Consumer related services


  • Beware of deceptive selling tactics when buying or renting a car. Prices of new and used cars continue to rise, due to factors such as high demand and a global semiconductor shortage, which are two critical components of new cars. Never sign any documents or leave the dealership with a car until you have carefully reviewed all of your paperwork. Do not sign a blank document that does not have numbers or terms filled in.
  • Make sure what you sign matches what the salesperson told you and that you don’t incur charges for any additional accessories or products you didn’t order, such as warranties, tire and wheel protection, and VIN. Ask the salesperson or financial manager about any fees or charges that you don’t understand and whether they are required by law.

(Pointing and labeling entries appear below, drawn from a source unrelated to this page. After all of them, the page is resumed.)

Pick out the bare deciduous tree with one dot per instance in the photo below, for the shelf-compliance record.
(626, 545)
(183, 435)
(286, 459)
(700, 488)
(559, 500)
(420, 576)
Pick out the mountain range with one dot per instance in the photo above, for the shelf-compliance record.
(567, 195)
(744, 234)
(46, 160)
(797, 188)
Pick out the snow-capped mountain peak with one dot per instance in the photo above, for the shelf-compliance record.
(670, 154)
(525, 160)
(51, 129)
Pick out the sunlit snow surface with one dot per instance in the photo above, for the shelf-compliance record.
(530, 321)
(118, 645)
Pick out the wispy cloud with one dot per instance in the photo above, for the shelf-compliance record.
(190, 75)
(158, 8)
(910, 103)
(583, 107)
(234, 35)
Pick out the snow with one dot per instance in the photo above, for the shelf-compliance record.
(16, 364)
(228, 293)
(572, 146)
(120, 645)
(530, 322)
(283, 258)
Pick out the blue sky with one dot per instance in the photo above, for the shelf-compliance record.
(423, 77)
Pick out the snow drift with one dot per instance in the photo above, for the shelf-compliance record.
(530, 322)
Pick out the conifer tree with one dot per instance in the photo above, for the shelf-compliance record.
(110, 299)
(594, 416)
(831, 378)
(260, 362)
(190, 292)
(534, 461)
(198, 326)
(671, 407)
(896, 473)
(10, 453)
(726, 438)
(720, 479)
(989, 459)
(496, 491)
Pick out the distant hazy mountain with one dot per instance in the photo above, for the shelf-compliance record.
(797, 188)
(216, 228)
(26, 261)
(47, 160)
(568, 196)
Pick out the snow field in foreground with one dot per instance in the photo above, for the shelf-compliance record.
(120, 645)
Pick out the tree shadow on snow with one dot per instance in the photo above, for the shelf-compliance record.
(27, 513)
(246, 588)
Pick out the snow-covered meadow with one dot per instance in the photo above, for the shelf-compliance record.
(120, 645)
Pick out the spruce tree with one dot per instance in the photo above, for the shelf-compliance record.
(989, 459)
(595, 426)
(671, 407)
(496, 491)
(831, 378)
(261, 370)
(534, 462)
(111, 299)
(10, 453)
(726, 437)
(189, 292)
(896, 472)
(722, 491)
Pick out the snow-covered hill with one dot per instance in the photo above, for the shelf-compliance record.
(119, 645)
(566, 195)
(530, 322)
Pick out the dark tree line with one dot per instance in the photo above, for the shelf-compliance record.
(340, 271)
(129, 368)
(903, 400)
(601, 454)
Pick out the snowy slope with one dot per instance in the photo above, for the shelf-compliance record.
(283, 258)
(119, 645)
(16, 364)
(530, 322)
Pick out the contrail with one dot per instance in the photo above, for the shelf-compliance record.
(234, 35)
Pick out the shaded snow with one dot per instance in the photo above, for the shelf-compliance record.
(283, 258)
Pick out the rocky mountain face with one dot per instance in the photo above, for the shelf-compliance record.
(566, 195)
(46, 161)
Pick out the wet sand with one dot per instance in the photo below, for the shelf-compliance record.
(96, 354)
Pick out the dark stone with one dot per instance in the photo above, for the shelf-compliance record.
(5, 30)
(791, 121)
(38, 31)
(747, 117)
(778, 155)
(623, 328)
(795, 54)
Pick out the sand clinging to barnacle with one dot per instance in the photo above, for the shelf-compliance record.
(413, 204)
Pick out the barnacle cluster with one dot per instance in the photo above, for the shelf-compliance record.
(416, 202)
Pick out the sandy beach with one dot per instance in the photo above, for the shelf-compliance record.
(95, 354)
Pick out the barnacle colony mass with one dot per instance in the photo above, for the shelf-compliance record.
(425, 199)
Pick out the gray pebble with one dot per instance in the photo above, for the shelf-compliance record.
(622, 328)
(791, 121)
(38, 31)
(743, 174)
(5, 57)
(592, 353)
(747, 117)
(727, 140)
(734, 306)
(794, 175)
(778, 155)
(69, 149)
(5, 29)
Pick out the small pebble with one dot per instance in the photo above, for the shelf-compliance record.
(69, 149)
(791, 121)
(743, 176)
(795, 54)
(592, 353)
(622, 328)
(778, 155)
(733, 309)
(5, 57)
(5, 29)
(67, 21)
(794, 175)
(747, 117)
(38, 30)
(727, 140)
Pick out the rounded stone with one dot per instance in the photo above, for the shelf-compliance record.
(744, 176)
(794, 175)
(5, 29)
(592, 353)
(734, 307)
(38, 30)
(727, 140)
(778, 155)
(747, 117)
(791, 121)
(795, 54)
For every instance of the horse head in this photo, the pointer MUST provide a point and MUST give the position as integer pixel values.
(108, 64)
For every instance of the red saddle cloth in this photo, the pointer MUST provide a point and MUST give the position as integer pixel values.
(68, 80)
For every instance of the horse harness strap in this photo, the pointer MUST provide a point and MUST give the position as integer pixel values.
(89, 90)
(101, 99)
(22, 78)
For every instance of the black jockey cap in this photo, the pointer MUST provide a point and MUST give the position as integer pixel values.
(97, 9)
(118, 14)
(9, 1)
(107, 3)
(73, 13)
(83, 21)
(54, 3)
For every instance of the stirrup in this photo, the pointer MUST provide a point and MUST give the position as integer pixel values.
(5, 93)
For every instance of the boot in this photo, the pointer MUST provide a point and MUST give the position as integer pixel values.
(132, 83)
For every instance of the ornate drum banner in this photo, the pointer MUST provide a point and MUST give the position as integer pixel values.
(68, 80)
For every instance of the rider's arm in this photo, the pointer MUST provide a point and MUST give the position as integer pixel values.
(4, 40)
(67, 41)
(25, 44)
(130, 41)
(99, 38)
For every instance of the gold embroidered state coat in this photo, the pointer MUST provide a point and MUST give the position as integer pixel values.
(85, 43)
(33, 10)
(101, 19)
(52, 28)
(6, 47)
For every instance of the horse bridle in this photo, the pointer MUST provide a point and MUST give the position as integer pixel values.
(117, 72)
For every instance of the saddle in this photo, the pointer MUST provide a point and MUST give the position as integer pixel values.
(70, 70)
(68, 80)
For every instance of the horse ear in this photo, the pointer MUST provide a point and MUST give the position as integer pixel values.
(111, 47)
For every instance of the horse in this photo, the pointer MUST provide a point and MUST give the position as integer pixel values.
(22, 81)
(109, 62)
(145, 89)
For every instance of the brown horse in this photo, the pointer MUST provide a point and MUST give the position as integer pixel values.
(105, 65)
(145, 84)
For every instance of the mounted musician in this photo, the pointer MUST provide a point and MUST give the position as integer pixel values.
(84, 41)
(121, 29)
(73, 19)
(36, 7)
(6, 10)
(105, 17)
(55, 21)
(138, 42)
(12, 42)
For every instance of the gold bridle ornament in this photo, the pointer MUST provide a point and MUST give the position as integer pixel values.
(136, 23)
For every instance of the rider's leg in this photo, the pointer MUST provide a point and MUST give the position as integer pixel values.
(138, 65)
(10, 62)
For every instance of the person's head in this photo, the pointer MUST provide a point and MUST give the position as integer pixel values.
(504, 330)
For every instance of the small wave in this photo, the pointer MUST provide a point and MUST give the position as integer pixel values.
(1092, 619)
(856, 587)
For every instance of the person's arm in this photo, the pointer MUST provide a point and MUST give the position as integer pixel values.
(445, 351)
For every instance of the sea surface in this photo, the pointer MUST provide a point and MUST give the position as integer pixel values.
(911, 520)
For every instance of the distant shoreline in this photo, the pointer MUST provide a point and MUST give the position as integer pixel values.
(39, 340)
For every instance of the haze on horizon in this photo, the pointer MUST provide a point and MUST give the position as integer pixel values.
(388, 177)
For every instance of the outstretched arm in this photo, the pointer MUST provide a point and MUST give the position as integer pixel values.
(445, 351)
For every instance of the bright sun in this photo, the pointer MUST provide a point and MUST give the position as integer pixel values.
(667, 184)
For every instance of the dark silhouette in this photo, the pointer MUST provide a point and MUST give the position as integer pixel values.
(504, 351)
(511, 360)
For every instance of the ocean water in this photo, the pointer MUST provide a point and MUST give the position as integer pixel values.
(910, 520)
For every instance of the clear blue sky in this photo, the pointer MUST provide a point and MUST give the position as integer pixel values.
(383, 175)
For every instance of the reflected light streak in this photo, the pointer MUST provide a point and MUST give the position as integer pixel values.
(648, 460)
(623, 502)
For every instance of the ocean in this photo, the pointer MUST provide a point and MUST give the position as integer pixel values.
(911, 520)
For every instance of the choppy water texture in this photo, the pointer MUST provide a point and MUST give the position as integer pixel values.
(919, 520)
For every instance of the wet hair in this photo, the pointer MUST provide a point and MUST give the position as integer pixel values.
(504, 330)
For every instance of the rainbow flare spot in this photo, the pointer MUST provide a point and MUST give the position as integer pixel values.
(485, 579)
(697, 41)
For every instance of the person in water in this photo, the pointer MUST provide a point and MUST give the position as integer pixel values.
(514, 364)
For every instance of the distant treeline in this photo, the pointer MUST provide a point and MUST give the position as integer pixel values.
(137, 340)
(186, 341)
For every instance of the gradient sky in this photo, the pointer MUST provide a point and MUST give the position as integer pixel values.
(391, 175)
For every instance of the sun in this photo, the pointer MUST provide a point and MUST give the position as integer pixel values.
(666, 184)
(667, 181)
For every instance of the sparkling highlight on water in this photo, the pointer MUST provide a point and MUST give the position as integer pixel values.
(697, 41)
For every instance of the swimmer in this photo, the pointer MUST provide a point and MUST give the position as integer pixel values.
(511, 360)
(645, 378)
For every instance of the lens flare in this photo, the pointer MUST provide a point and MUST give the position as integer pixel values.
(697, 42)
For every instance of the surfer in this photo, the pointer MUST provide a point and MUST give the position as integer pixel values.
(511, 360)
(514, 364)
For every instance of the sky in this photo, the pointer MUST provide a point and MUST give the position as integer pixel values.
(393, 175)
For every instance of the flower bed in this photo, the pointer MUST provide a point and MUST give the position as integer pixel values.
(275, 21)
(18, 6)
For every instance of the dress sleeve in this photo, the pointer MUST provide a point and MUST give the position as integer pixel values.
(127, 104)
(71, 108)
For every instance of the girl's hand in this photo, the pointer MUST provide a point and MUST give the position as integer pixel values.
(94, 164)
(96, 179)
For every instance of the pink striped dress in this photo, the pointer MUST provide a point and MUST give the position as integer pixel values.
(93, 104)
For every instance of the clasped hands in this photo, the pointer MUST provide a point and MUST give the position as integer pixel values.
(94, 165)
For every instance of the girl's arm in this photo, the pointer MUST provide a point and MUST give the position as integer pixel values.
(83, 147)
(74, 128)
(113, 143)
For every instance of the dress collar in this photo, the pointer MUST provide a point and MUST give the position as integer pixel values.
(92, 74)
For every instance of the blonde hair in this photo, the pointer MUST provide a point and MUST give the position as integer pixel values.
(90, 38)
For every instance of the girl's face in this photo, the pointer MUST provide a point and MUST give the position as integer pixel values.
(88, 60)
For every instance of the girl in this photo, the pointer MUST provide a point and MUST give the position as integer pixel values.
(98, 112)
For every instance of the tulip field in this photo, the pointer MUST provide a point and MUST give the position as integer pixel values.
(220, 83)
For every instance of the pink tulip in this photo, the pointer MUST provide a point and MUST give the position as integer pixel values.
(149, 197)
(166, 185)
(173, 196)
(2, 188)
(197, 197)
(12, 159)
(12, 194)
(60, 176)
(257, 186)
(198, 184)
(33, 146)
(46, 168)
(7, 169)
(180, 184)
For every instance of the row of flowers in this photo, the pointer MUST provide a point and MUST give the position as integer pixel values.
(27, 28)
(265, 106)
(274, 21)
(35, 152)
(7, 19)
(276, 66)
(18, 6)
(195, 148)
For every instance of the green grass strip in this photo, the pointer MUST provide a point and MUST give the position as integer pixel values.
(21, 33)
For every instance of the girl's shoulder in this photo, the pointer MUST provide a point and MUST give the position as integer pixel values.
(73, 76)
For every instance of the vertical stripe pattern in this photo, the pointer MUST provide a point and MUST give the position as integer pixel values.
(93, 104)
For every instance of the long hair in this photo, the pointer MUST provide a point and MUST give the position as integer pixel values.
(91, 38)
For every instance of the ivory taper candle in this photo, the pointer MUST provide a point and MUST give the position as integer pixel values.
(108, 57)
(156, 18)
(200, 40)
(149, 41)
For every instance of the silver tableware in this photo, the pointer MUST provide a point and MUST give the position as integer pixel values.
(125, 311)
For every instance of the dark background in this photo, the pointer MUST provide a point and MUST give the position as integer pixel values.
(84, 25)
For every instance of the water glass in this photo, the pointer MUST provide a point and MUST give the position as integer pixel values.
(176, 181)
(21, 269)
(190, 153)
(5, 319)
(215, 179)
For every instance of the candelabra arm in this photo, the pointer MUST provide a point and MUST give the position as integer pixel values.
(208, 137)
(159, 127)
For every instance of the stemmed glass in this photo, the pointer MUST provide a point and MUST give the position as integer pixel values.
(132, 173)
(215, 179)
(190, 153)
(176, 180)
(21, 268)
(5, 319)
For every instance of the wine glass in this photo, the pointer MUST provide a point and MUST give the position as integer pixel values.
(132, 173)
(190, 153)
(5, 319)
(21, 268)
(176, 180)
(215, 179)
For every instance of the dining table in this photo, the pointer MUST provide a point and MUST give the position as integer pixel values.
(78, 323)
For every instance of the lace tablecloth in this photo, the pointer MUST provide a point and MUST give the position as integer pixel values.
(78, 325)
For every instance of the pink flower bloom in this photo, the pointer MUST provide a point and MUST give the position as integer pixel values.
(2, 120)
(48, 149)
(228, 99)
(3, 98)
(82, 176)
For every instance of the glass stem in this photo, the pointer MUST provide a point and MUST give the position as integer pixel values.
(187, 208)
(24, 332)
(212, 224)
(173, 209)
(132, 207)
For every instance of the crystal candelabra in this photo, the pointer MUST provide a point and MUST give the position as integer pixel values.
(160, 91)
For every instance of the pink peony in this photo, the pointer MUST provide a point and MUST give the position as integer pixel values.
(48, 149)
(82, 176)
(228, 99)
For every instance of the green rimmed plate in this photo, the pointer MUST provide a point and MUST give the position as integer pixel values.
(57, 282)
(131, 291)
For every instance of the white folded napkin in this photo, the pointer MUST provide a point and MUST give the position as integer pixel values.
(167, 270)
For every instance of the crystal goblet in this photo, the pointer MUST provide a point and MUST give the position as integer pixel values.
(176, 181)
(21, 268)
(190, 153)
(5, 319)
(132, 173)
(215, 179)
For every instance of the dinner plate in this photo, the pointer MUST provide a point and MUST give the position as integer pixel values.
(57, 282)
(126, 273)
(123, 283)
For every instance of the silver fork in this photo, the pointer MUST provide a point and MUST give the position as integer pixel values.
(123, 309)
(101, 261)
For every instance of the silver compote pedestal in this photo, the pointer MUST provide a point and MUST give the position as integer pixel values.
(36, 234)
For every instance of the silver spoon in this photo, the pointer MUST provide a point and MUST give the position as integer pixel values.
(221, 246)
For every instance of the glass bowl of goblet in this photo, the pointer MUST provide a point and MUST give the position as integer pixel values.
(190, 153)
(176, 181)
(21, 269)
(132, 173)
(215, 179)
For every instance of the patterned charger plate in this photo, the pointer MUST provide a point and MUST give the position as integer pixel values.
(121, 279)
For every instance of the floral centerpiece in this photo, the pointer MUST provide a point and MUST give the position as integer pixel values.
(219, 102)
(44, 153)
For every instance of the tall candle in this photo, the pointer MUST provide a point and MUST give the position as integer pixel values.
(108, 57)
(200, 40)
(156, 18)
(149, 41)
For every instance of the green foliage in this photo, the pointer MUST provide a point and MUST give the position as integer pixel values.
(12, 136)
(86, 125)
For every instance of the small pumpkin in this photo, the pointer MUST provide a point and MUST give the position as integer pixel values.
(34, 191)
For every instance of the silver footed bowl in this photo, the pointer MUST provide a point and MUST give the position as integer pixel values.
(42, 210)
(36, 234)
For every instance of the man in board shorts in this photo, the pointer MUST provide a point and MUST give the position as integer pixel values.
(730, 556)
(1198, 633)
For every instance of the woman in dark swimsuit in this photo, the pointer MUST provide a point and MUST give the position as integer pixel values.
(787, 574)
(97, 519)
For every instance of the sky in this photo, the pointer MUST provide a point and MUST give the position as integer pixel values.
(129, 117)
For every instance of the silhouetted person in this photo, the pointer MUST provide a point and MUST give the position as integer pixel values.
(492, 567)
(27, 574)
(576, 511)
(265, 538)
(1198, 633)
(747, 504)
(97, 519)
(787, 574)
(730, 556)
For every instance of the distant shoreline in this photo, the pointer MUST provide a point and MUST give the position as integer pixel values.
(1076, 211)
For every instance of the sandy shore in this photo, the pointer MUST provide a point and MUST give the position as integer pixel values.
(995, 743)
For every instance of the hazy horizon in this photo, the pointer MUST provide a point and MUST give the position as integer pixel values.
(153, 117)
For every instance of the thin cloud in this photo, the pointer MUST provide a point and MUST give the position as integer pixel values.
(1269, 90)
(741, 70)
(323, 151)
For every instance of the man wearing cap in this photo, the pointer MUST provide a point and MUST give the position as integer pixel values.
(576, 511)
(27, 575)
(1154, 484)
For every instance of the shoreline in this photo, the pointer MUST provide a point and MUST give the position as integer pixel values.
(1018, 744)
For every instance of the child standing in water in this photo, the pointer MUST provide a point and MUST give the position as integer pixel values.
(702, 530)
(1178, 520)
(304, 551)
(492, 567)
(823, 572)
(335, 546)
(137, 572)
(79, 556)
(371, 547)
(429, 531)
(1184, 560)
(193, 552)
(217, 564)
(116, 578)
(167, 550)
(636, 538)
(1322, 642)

  • If you have a debt under collection, debt collectors must provide you with basic information about the origin and history of your debt within five days of your first contact. You also have the right to object to the debt, and once you do, the collector must hold off all attempts to collect from you until they provide information to support their debt claim.
  • Debt collectors cannot harass you, and they must follow restrictions on how and how often they can contact you. For example, they can’t call you more than seven times in any seven day period and they can’t call you between 8 PM and 9 AM. You have the right to tell debt collectors not to contact you by email, text message, or any other means of communication, and you can tell them not to contact you at all.
  • As of April 7, 2022, creditors cannot sue or threaten to sue you for debts older than three years. Before April 7, creditors cannot sue you, or threaten to sue you, for debts older than six years, or even less, depending on where the original company is located or the person you owe the debt to.


Home Repair / Improvement

  • Many of our homes have suffered wear and tear due to the pandemic. Before entering into a contract, shop for estimates, check with the Better Business Bureau, suppliers, and neighbors for references.
  • Know your rights: You have three days after you sign the home improvement contract to cancel it.

health clubs

Furniture / Appliances

  • Always know the furniture or appliances return policy before purchasing. Some online retailers require customers to pay for return shipping which can make returning bulky furniture or appliances prohibitively expensive.